The survivors were interviewed for the media and by investigators about their experience. One gave the following account of the tragedy: "I was bending down to get some tools when I heard screaming. The ladle was falling... [The liquid] fell on to the ground and then spilled onto my body and burnt [my] clothes. I just ran." Another gave this description of being burned by the steel: "When the steel hit, it felt like being beaten by iron bars – my brain went blank. I would be dead if I had turned my head".

One survivor, Jiao Zhengyan, 38 and head of the company's ingot casting section, explained why the steel had been spilled instead of remaining in an upright ladle: "As the ladle was falling, it hit a flatbed and tilted. The molten steel immediately flowed into the nearby conference room."

==Investigation==
The Chinese authorities immediately launched an investigation into the disaster which concluded a week later on April 23. The factory itself was sealed off for the course of the investigation, a common practice in China, but work continued in the site office.

The investigation concluded that the direct cause of the disaster was Qinghe using a standard hoist instead of one specifically designed for dangerous smelting work. Other contributing factors identified were lax safety measures and "chaotic" management. The official report also stated that "Equipment and materials inside the workshop were messy, the work space was narrow, and safety passages did not meet requirements."

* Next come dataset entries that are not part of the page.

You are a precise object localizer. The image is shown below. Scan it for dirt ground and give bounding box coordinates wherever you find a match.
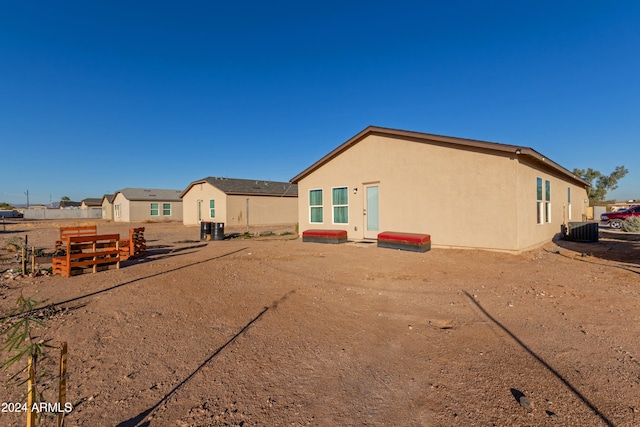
[0,221,640,426]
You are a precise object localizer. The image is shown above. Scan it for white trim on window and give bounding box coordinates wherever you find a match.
[544,179,551,224]
[536,177,544,224]
[309,188,324,224]
[331,185,349,224]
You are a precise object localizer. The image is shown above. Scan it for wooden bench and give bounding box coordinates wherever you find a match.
[120,227,147,261]
[56,225,98,252]
[52,234,120,277]
[302,230,347,243]
[378,231,431,252]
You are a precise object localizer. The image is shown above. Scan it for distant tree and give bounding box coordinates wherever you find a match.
[573,166,629,205]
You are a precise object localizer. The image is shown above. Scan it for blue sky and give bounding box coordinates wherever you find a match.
[0,0,640,203]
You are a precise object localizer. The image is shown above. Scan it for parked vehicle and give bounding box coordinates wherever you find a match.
[600,205,640,230]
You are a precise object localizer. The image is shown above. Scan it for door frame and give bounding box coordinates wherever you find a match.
[362,182,380,240]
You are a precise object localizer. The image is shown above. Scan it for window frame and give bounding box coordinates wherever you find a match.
[309,188,324,224]
[331,185,349,225]
[536,177,544,225]
[544,179,551,224]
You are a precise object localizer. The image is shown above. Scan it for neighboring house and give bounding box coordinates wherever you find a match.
[80,198,102,209]
[291,127,589,252]
[101,194,113,221]
[180,177,298,227]
[58,200,82,209]
[110,188,182,222]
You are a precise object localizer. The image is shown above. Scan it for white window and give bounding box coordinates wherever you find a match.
[544,181,551,223]
[309,190,323,224]
[331,187,349,224]
[536,178,544,224]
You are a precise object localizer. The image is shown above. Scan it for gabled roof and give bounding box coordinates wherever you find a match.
[180,176,298,197]
[80,198,102,206]
[100,194,115,204]
[291,126,591,186]
[58,200,82,209]
[113,188,182,202]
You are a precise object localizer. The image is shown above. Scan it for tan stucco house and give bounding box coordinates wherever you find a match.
[112,188,182,222]
[102,194,114,221]
[291,126,589,252]
[180,177,298,227]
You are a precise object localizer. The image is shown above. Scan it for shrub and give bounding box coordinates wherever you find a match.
[622,216,640,233]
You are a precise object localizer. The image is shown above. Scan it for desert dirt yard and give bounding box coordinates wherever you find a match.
[0,220,640,426]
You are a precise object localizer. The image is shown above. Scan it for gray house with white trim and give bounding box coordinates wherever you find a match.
[113,188,182,222]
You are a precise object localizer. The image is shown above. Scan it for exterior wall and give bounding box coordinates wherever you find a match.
[227,195,298,226]
[517,161,589,250]
[113,193,182,222]
[182,182,227,225]
[298,135,517,249]
[298,135,586,251]
[24,209,102,219]
[129,200,182,222]
[182,183,298,226]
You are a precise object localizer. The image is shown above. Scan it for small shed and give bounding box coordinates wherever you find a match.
[111,188,182,222]
[180,177,298,227]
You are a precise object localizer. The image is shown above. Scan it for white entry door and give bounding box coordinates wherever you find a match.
[364,185,380,239]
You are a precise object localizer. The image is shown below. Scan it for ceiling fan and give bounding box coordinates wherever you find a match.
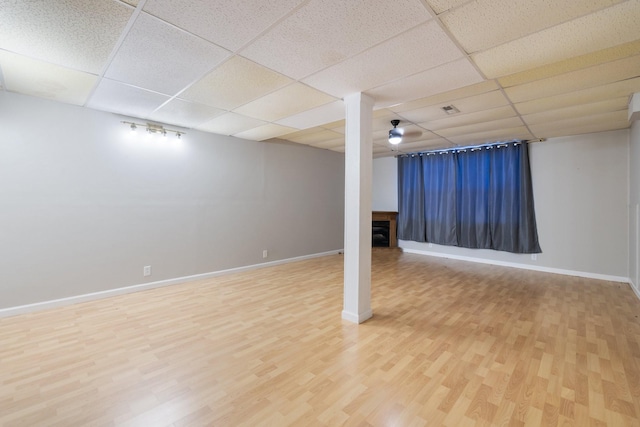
[389,119,422,145]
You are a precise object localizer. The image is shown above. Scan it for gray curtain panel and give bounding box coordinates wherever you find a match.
[398,142,541,253]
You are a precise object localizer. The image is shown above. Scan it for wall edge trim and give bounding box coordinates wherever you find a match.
[0,249,344,318]
[402,248,640,284]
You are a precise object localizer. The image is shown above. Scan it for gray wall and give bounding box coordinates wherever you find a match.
[629,120,640,295]
[374,130,629,279]
[0,92,344,309]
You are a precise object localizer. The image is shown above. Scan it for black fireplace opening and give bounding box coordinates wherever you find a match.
[371,221,390,248]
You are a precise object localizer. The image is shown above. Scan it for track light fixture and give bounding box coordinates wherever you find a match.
[122,120,185,139]
[389,120,402,145]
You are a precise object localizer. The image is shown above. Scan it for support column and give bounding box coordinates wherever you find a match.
[342,93,373,323]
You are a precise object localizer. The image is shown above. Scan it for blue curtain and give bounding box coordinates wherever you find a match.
[398,142,541,253]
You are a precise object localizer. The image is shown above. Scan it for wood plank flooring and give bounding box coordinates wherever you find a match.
[0,249,640,427]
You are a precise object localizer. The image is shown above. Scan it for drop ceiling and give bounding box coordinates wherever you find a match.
[0,0,640,157]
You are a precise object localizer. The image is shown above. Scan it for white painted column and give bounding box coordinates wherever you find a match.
[342,93,373,323]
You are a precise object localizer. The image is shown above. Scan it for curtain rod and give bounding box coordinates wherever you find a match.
[394,138,546,157]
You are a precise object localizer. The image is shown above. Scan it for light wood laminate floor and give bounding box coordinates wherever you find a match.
[0,249,640,427]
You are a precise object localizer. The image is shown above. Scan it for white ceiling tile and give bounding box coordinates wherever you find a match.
[235,83,335,121]
[277,100,345,129]
[472,0,640,78]
[426,0,469,14]
[505,56,640,103]
[436,117,523,138]
[144,0,303,51]
[515,77,640,114]
[180,56,293,110]
[447,126,536,145]
[0,0,133,74]
[242,0,431,79]
[441,0,623,53]
[196,113,267,135]
[0,50,98,105]
[389,80,499,113]
[88,79,169,118]
[396,138,454,153]
[149,99,225,128]
[367,58,484,108]
[233,123,296,141]
[498,40,640,88]
[394,90,509,123]
[419,105,517,133]
[105,13,229,95]
[304,20,462,98]
[522,96,629,125]
[309,138,344,149]
[529,109,629,138]
[278,129,344,145]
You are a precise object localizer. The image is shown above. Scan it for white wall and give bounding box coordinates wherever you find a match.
[0,92,344,309]
[371,157,398,212]
[629,120,640,296]
[374,130,629,280]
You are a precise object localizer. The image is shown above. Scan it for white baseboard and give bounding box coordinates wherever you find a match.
[0,249,344,318]
[402,248,637,284]
[629,279,640,299]
[342,310,373,323]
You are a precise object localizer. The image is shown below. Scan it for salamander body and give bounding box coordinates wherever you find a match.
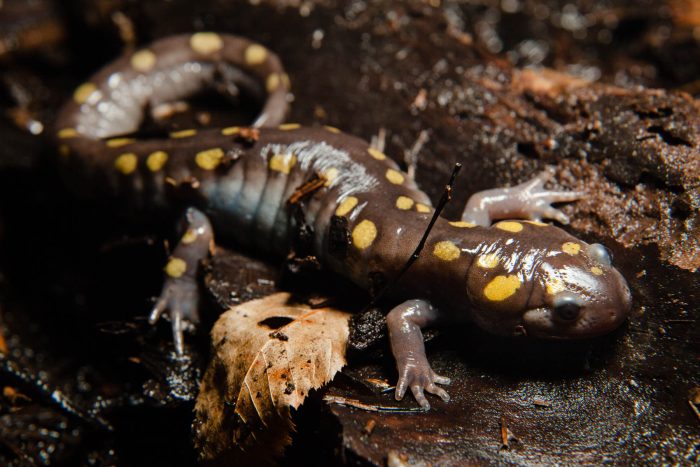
[56,33,631,407]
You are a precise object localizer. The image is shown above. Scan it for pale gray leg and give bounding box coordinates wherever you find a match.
[462,172,585,226]
[386,300,450,410]
[149,208,214,355]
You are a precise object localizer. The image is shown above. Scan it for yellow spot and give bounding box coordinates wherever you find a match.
[58,128,78,139]
[496,221,523,233]
[396,196,414,211]
[180,229,197,245]
[73,83,97,104]
[476,253,498,269]
[194,148,224,170]
[367,148,386,161]
[114,152,138,175]
[221,126,241,136]
[323,167,338,186]
[146,151,168,172]
[279,123,301,131]
[245,44,267,66]
[131,49,156,73]
[335,196,358,216]
[165,257,187,278]
[433,240,461,261]
[190,32,224,55]
[416,203,430,212]
[545,277,566,295]
[484,275,520,302]
[352,219,377,250]
[386,169,403,185]
[450,221,476,228]
[269,153,297,174]
[561,242,581,255]
[265,73,281,93]
[170,128,197,138]
[107,138,134,148]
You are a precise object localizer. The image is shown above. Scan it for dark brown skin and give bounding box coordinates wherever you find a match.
[57,33,630,408]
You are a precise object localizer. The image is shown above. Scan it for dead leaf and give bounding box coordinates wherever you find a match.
[194,293,350,465]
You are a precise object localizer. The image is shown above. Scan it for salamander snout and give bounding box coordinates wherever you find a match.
[514,244,632,339]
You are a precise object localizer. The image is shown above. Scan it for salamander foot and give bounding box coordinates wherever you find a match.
[394,360,450,410]
[148,277,199,355]
[149,208,214,355]
[462,171,585,226]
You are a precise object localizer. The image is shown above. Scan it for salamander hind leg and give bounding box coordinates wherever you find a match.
[386,300,450,410]
[149,208,214,355]
[462,171,585,226]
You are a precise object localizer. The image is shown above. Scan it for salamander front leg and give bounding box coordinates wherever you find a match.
[462,172,585,226]
[386,300,450,410]
[149,208,214,355]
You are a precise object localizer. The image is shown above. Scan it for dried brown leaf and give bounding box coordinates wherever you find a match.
[195,293,350,463]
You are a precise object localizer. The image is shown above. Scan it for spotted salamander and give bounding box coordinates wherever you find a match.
[56,32,631,408]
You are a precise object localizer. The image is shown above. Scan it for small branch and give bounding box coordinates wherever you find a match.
[365,162,462,310]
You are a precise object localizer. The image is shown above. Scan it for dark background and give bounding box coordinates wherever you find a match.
[0,0,700,465]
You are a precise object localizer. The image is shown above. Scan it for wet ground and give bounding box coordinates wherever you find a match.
[0,0,700,465]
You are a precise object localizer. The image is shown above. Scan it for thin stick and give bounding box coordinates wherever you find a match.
[366,162,462,309]
[323,394,425,413]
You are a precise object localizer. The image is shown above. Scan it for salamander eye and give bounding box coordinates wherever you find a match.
[588,243,612,266]
[554,294,581,321]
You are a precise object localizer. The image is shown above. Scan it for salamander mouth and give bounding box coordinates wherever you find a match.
[514,308,627,340]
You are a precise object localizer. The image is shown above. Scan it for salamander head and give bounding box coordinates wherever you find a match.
[516,242,632,339]
[468,226,631,339]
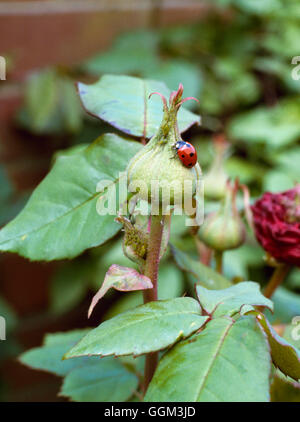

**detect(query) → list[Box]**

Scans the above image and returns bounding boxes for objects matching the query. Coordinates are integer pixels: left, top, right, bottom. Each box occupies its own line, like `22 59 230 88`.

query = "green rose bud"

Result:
127 84 201 223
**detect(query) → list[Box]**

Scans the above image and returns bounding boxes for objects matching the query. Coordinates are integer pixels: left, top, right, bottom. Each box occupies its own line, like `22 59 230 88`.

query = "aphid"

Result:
175 141 197 168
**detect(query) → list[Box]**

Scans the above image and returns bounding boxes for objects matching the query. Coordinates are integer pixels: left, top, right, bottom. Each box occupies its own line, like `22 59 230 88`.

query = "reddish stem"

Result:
143 215 164 394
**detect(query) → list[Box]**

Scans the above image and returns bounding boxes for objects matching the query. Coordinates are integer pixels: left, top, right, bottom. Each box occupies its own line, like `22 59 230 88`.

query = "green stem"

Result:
264 264 291 299
143 215 164 393
215 250 223 274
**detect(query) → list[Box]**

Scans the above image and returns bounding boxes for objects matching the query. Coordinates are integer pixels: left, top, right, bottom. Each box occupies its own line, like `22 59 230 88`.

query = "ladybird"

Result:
175 141 197 168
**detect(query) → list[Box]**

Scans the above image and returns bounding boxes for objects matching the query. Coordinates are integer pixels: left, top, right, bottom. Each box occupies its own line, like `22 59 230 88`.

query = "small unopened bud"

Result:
116 216 149 265
127 84 201 214
204 134 229 200
199 178 246 251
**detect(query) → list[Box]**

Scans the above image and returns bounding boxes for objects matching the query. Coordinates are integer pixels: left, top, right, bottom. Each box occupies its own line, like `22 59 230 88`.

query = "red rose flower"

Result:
251 184 300 266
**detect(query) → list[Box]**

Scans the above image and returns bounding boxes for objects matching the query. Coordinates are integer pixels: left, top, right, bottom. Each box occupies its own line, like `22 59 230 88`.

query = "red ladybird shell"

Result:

The report further indicated that the accident highlighted poor working conditions and safety measures in the Chinese steel industry, stating, "Some firms cannot adapt to the demands of rapid expansion and ignore safety... Safety inspection is not in place, leading to multiple accidents... Work safety conditions in the metallurgy sector are extremely grim."

==Aftermath==
The bodies of the deceased were too badly burned to be recognisable, so DNA testing was used for identification. Within 24 hours of the disaster, officials had arrested the plant's owner and three employees who were in charge of work safety issues, and had promised the families of the victims a minimum of 200,000 yuan (US$26,000) each in compensation. According to Xinhua, the positions of those arrested were the manager of the mill, an operator, a technician and a workshop supervisor. The same statement from the work safety administration that had issued the conflicting injury count stated that those responsible were "under control" but did not elaborate further.